CHICAGO, Mar. 24, 2020 — As more people become aware of the COVID-19 virus and increasingly take steps to limit their exposure to it, fears among the American public about losing their jobs are beginning to take root. Forty-nine percent of working adults are concerned that they could be laid off or unable to work due to COVID-19, according to a new AmeriSpeak® Spotlight on Personal Finance from NORC at the University of Chicago.

At the same time these workers are preparing for a potential loss of income, they report making extra emergency purchases to prepare for the outbreak. Nearly 60 percent of workers concerned about losing their job report purchasing extra goods, compared to 48 percent of workers who are not concerned about employment disruptions.

Those concerned about an employment disruption also spent more.

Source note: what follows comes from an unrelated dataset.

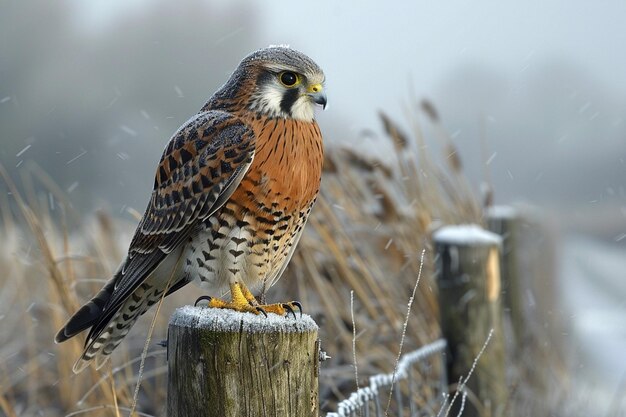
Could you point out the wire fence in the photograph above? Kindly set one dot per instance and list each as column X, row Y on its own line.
column 419, row 388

Nearly 40 percent of concerned workers spent, or will spend, more than $200 on extra goods, while only 21 percent of less concerned workers spent that amount.

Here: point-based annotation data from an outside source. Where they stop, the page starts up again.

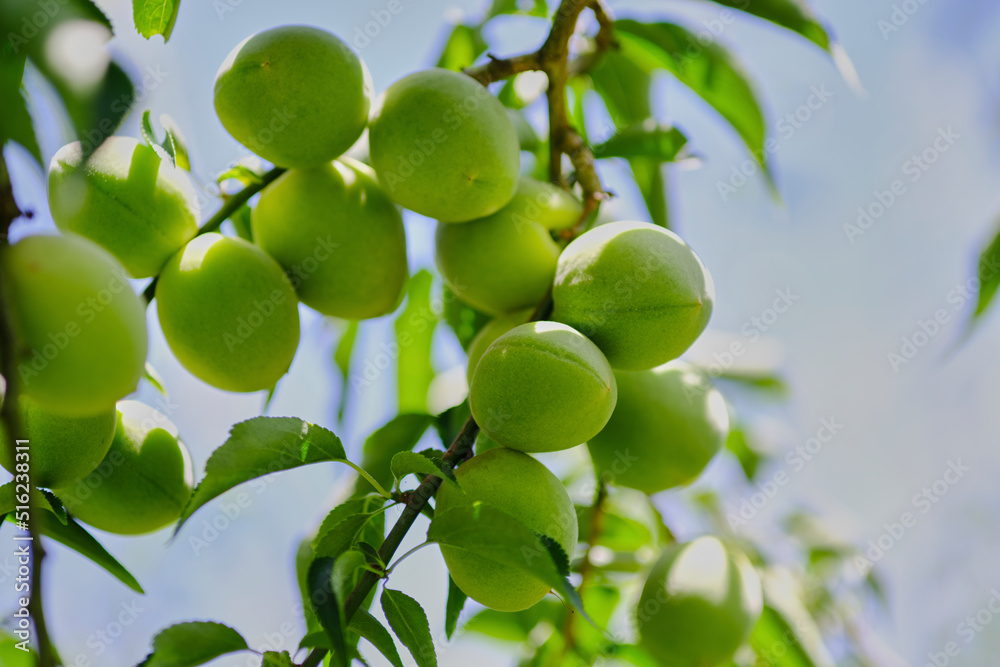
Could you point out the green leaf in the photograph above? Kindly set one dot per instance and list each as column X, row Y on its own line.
column 453, row 608
column 155, row 17
column 329, row 610
column 648, row 174
column 74, row 536
column 488, row 532
column 514, row 626
column 989, row 277
column 617, row 533
column 338, row 538
column 406, row 463
column 749, row 458
column 450, row 422
column 342, row 357
column 624, row 87
column 464, row 45
column 399, row 434
column 647, row 139
column 261, row 446
column 407, row 619
column 414, row 335
column 793, row 15
column 709, row 70
column 195, row 643
column 15, row 121
column 463, row 319
column 274, row 659
column 366, row 625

“Spending extra money for emergency COVID preparations can help vulnerable workers prepare for potential gaps in pay,” said Angela Fontes, director of the Behavioral and Economic Analysis and Decision-Making (BEAD) team at NORC. “However, by spending money now, households that experience a gap in paychecks during the COVID-19 pandemic are at increased financial risk if they face any other unexpected costs, such as appliance repair or car problems.”

In total, a majority (55 percent) of adults plan to purchase emergency goods—63 percent of them have already made purchases and the remaining 37 percent intend to do so. People were equally likely to be purchasing emergency goods, regardless of their income level.

“At a time when many people are concerned about their health and financial stability, the pressure to purchase extra food, cleaning supplies, and other goods creates an additional burden on households,” said Mark Lush, manager in the BEAD team at NORC. “When people see empty shelves or images of customers with overflowing shopping carts, we know that people will be more likely to worry about what they stand to lose if they don’t stock up.”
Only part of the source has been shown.